12.00 - 1.00 Priority, Equality and Positional Goods: The Case of Education ( Adam Swift , Oxford )

Abstract . The paper will explore the way positional goods relate to priority and equality by looking at the example of education. Positional goods are those whose value to their possessor depends not on the absolute amount she enjoys but the amount relative to others, or on her place in the distribution of the good. In so far as goods are positional, the way to maximise their value to the worst off is to distribute them equally. Unfortunately, that is the beginning, not the end, of the story. Focusing on the good of education, the paper will explore various complications: (1 ) that positional goods often have a non-positional aspect which can make priority a genuinely different goal from equality;

(2) that inequalities even with respect to goods that have a strongly positional aspect may be justified by appeal to prioritarian considerations in relation to other goods (e.g. the value of permitting parents to invest in their children's education may justify inequality with respect to education on the grounds that doing so will serve, over time, to maximise the economic resources available to the least advantaged);

(3) that there are normative issues concerning the individual motivations (such as self-interest, or partial concern for the well-being of one's children) that typically force us to choose between equality and priority.

1.00 Lunch

2.15 - 3.15 Employment and Seniority Privileges ( Axel Gosseries , Louvain )

Abstract : Companies rely on seniority for a variety of purposes ranging from ranking employees for promotion or layoff, designing wage profiles, defining the length of reasonable advance notice term, to defining who should have priority for deciding when to take holidays. Despite repeated predictions as to a decline of its use and/or practical importance , seniority remains in effect a very significant allocatory criterion for employment benefits in the western world. What should we think from an egalitarian point of view about the allocation of employment benefits on a seniority basis in private companies?
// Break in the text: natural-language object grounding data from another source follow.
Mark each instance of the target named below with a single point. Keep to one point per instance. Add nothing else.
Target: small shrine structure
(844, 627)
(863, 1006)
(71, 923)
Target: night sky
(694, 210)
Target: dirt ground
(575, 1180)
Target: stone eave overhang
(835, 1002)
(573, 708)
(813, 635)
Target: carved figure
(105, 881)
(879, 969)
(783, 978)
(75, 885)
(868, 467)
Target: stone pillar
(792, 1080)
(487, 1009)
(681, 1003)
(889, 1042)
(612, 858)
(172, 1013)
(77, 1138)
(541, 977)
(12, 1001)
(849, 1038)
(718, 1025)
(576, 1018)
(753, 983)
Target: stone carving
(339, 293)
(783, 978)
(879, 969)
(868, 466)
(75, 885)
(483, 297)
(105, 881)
This is the question we shall be addressing in this paper.

3.15 Tea

3.45 - 5.00 Future Plans and Prospects

 An application has been made to the ESRC for funding for future seminars. The funds will allow six seminars over two years. Other sources of funding may be available if this is turned down (a decision is expected at the end of April). Is there sufficient interest to justify such a continuing programme? If so how should future events be structured? What are the most important emerging issues? Who should be invited to speak? Where should future seminars take place?